RCA Corp. v. United States
United States Court of Appeals for the Second Circuit
664 F.2d 881 (1981)
- Written by Rose VanHofwegen, JD
Facts
Since 1946 RCA Corporation (plaintiff) had serviced and repaired products customers bought. Customers prepaid a lump sum for a service and repair contract that lasted from three months to two years from purchase. RCA used an accrual method to account for revenues earned from the service contracts. Each month RCA credited to current income the cost of selling and processing the contracts sold during that month, plus a profit, and deferred the rest of the revenues to a deferred-income account. As RCA performed services under the contracts, it journaled the estimated income from each month’s contracts from the deferred-income account to current income. RCA based its earned-income estimates on past experience in the business, accounting for seasonal repair patterns, average daily workloads, and workdays per month. The projections relied on some untested assumptions and were imperfect but matched service-contract revenues and expenses reasonably accurately.
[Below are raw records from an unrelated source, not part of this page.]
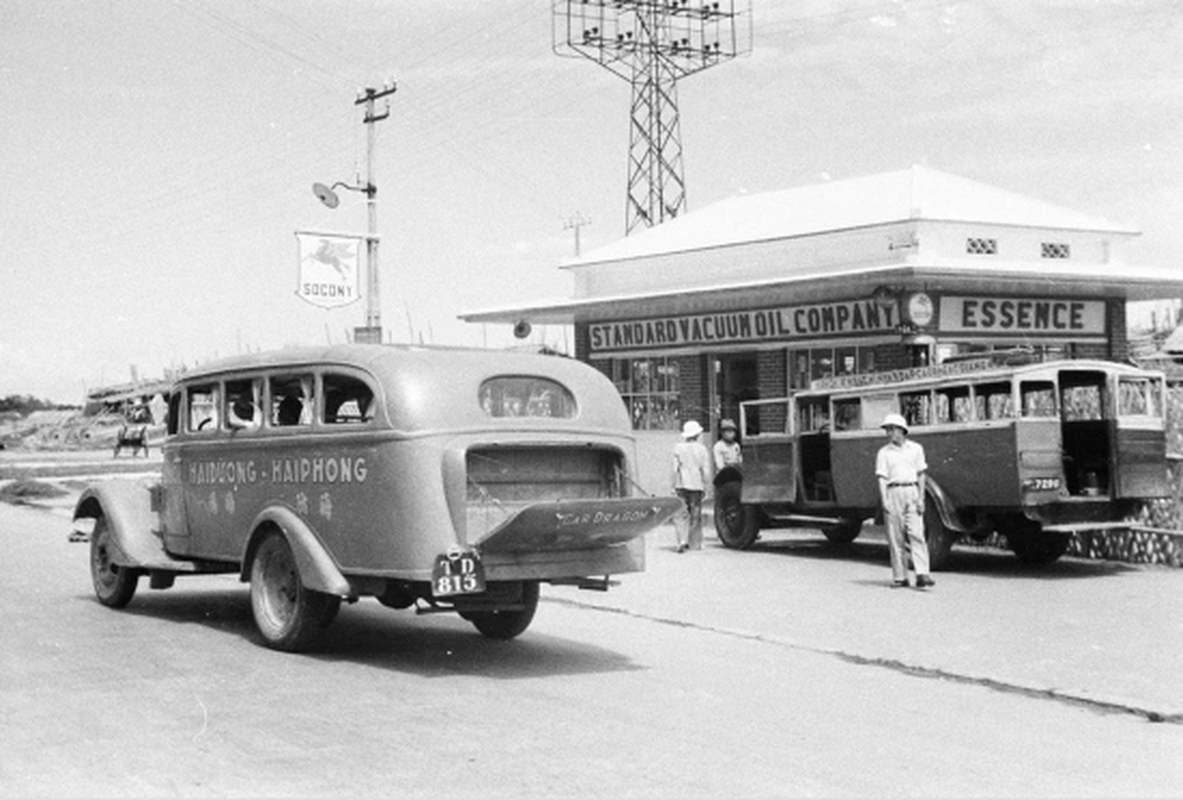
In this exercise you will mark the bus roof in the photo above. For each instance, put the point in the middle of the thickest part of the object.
(976, 369)
(437, 387)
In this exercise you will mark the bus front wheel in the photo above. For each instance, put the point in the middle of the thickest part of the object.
(114, 585)
(736, 523)
(937, 536)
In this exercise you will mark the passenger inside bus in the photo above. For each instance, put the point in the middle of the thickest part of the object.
(289, 412)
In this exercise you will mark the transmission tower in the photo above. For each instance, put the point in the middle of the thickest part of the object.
(652, 44)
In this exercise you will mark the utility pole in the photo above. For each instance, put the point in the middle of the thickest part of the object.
(575, 221)
(373, 330)
(653, 44)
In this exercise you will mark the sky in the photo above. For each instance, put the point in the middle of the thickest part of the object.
(156, 156)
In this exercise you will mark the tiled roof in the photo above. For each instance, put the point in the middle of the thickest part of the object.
(909, 194)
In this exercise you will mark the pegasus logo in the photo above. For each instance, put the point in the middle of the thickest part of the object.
(336, 255)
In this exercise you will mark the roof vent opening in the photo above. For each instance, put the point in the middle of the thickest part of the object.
(981, 246)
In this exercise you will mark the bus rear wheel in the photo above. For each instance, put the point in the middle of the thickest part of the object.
(508, 624)
(937, 536)
(736, 523)
(286, 613)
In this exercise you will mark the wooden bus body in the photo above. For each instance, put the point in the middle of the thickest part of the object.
(1030, 451)
(444, 479)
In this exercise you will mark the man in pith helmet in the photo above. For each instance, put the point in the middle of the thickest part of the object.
(900, 469)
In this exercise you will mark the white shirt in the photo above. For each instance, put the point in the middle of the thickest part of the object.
(900, 463)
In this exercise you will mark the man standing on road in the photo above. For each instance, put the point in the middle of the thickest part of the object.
(900, 469)
(726, 450)
(691, 473)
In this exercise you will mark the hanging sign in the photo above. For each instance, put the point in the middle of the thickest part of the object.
(329, 265)
(1027, 316)
(796, 322)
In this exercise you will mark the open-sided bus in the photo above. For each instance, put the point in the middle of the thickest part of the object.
(445, 479)
(1029, 451)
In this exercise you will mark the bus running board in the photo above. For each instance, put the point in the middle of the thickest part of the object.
(806, 518)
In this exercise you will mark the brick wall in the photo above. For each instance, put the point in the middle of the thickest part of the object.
(1118, 342)
(695, 388)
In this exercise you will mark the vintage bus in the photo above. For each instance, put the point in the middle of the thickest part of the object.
(1032, 451)
(443, 479)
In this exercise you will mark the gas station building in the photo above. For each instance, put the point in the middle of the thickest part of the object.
(757, 295)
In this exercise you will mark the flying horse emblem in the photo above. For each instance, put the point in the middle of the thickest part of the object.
(336, 255)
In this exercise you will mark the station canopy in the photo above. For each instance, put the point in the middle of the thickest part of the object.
(847, 236)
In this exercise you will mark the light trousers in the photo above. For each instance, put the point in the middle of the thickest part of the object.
(689, 526)
(905, 529)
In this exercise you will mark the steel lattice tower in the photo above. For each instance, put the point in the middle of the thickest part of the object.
(652, 44)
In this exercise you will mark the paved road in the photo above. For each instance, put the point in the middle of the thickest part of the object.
(716, 673)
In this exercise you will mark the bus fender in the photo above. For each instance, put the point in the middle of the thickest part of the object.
(944, 505)
(317, 569)
(133, 523)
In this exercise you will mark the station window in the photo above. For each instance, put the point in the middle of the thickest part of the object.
(650, 389)
(916, 407)
(1137, 398)
(847, 414)
(810, 363)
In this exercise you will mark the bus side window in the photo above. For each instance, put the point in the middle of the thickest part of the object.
(916, 407)
(1038, 398)
(347, 400)
(1135, 398)
(994, 401)
(244, 404)
(952, 405)
(202, 408)
(291, 400)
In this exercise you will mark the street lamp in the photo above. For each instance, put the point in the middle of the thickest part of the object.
(372, 333)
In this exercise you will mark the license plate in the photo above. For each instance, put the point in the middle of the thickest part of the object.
(459, 572)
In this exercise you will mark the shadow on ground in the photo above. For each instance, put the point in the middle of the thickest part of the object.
(963, 559)
(368, 633)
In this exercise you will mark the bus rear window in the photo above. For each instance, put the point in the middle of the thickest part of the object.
(514, 395)
(1039, 398)
(994, 401)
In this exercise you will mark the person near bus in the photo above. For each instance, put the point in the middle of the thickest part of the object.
(691, 475)
(900, 469)
(726, 450)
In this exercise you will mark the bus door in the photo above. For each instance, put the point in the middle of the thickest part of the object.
(813, 439)
(769, 451)
(1141, 440)
(1086, 433)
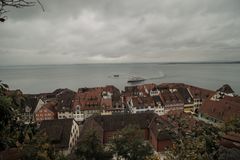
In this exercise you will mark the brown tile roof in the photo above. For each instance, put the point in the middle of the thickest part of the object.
(223, 110)
(186, 97)
(170, 98)
(226, 89)
(58, 131)
(200, 93)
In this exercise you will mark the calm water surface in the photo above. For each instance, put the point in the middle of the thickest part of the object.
(36, 79)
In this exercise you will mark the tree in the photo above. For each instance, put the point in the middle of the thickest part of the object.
(38, 148)
(129, 144)
(90, 148)
(16, 4)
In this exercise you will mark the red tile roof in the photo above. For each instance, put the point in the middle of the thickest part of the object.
(223, 110)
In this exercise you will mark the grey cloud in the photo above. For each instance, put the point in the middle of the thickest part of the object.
(80, 31)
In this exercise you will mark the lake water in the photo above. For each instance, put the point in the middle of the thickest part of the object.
(46, 78)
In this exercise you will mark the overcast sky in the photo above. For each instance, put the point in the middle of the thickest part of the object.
(109, 31)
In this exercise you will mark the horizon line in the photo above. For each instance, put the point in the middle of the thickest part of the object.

After an audit, the tax commissioner rejected RCA’s accrual accounting method for service-contract revenues as not clearly reflecting income as defined under the tax code, and the Internal Revenue Service (IRS) (defendant) required RCA to report those revenues when received instead of deferring a portion. RCA petitioned for a refund of nearly $6 million in taxes for 1958 and 1959. Only one witness—an accounting expert for RCA—testified. The district court ruled for RCA, reasoning that its accrual method matched service-contract revenues and expenses with reasonable precision and clearly reflected income. The IRS appealed.
Rule of Law
Issue
Holding and Reasoning (Kearse, J.)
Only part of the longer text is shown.